Mangel no puede señalar cuál fue el peor momento de su odisea. "Es que todo era un infierno: muertes, hambre, enfermedades, maldad, frío, hacinamiento... Cada vez que pensaba que había pasado lo peor sucedía algo más horroroso. Eran tiempos donde matar a una persona era más fácil que pisar a una hormiga".

Su mirada se entristece cuando recuerda que en el último campo en el que estuvo –en un bosque- solo sobrevivieron 40 de los mil que dormían en su "barraca". Un lugar sin ventanas, sin camas y sin baño.

"Si la guerra hubiese durado una semana más, no hubiese sobrevivido", señala. Los últimos 10 días, en el bosque, se alimentó de gusanos y durmió sobre cuerpos inertes de sus compañeros.

Finalmente, rescatado por tanques americanos, fue llevado a la ciudad. Desnutrido y con tifus, viajó, con un amigo de su edad y en vagones de carga, a Checoslovaquia, su ciudad natal.

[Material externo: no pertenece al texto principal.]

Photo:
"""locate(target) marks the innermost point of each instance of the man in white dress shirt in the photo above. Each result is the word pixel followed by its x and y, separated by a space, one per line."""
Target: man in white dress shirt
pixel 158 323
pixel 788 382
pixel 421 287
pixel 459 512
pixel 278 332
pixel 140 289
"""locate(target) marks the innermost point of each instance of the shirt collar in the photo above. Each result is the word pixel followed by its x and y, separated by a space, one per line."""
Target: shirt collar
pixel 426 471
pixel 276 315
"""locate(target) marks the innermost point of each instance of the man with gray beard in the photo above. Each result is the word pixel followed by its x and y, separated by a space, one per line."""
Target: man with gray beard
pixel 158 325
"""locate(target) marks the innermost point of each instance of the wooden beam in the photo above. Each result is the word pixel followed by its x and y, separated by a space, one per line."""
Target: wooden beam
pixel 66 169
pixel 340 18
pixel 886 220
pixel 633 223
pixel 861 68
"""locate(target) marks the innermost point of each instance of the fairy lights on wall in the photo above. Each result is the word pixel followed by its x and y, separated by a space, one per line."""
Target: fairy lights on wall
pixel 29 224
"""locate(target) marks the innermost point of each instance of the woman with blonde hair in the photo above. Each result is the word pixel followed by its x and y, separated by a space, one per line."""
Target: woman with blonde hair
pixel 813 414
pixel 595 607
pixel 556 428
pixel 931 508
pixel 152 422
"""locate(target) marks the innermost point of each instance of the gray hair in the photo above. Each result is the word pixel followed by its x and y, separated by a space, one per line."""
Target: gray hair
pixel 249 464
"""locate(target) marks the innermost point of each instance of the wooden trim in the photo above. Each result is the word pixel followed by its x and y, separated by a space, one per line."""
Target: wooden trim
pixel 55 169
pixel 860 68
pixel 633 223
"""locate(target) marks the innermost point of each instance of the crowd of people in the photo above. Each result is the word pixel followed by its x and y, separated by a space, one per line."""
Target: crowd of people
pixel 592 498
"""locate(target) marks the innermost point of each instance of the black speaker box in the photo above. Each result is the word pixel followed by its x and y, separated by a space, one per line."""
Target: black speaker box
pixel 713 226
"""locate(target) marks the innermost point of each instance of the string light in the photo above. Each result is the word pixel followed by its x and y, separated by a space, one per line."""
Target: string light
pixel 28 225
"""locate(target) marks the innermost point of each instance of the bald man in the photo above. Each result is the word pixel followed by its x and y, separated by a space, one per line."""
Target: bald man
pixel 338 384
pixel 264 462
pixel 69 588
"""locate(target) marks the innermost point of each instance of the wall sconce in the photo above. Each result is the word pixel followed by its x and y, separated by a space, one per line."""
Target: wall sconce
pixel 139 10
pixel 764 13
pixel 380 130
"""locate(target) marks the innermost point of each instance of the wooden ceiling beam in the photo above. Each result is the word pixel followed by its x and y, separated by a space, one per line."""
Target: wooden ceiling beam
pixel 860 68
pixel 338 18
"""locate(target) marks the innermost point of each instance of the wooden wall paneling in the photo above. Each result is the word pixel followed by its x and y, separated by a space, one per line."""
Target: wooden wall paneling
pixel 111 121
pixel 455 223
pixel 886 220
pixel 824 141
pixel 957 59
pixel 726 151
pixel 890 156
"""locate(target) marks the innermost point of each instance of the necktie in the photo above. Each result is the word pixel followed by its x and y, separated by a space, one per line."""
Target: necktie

Al llegar, "no iba a poder soportar no ver a su familia", así que le pidió a alguien que verificara quién estaba en su casa. No había visto a sus seres queridos desde hacía un año y un mes, cuando los nazi llegaron por ellos y los separaron.

Su padre nunca regresó, pero su madre y su hermana sí ("otro milagro").

Tres años después, en 1948, el comunismo llegó a Checoslovaquia, y con su familia huyó a Montreal, Canadá. Ahí estudió química, pero se inclinó por los cursos rabínicos. Hoy está casado y es rabino en Estados Unidos.

"Jamás sufrí de pesadillas y los recuerdos no han logrado perturbar mi vida. Eso es otro milagro". Pero, al mismo tiempo, reconoce que la única secuela de su experiencia es que hoy día no soporta ver sangre.

Al preguntarle si considera que la humanidad ha aprendido algo del Holocausto, responde tristemente: "Lamentablemente no. El hombre ha avanzado mucho en la tecnología y en la ciencia, pero en cuanto a mejorar la esencia misma del ser humano, poco hemos logrado".

Actividades ‘para recordar y nunca olvidar’

El día del recuerdo del Holocausto (Yom Hashoa, en hebreo) se celebra cada 27 de Nisán (fecha del calendario judío), lo que equivaldría a los últimos días de abril o los primeros de mayo. Este año, se celebró el 1 de mayo.

Yom Hashoa se conmemora a nivel mundial. En Israel es un día feriado, mientras que en otros países se guarda un minuto de silencio en homenaje a las víctimas del genocidio nazi para preservar la memoria y proyectar una sociedad sin discriminación, sin xenofobia y ni racismo. El lema de la fecha es "para recordar y nunca olvidar".

En algunas partes suenan sirenas aéreas por dos minutos, cierran los comercios y bajan las banderas a media asta.

En Panamá, los judíos organizan seminarios y charlas, y proyectan películas del tema. Este año, se organizó una conferencia donde Nissan Mangel contó su experiencia.

Además, los jóvenes panameños participan de la Marcha por la Vida, viaje en el que, junto a adolescentes de todas partes del mundo, visitan los campos de concentración.

© 2008. Corporación La Prensa. Derechos reservados.